- Sinus rhythm, rate 65/min
- Peaked P waves, best seen in lead II (P pulmonale)
- Right axis deviation (RAD)
- Dominant R waves in lead V1
- Deep S waves in lead V6
- Inverted T waves in leads II, III, VF, V1–V3 (right ventricular strain pattern)
This combination of right axis deviation, dominant R waves in lead V1 and inverted T waves spreading from the right side of the heart is classic of severe right ventricular hypertrophy.
Right ventricular hypertrophy can result from congenital heart disease, or from pulmonary hypertension which may be idiopathic, secondary to mitral valve disease, lung disease, or pulmonary embolism.

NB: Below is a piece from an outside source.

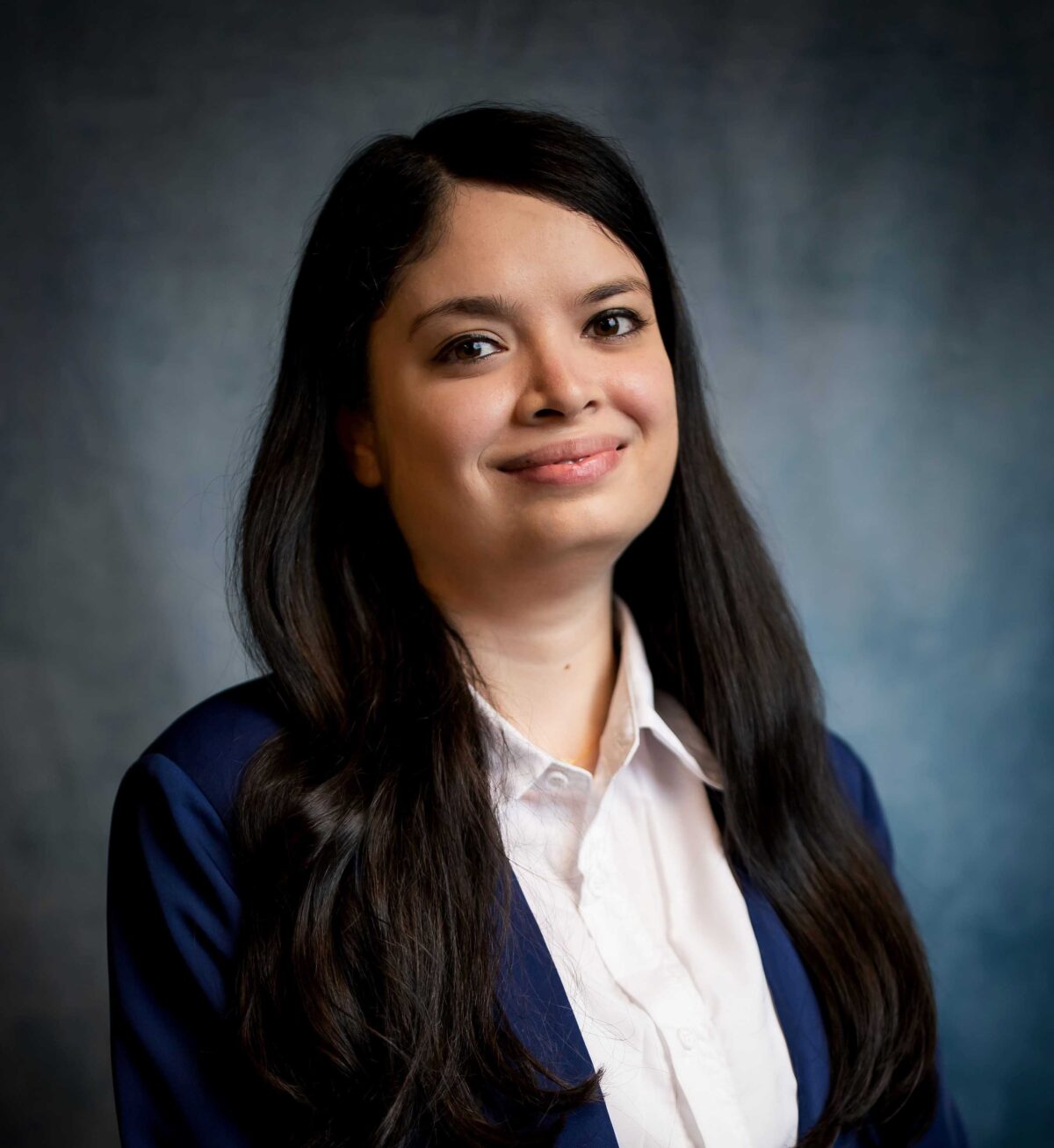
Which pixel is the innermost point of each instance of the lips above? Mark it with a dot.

The physical signs of right ventricular hypertrophy are a left parasternal heave and a displaced but diffuse apex beat. There may be a loud pulmonary second sound. The jugular venous pressure may be elevated, and a ‘flicking A’ wave in the jugular venous pulse is characteristic of pulmonary hypertension.
What to do next?
The two main causes of pulmonary hypertension of this degree in a 40-year-old woman are recurrent pulmonary emboli, and idiopathic (primary) pulmonary hypertension.
Clinically, it is difficult to differentiate between the two, but a lung scan and CT pulmonary angiography will help. In either case, anticoagulants are indicated.
In fact, this patient had primary pulmonary hypertension and treatment with high dose calcium channel blockers, prostanoids, endothelin receptor antagonists (bosentan) and phosphodiesterase inhibitors was tried, without success. Eventually she needed heart and lung transplantation.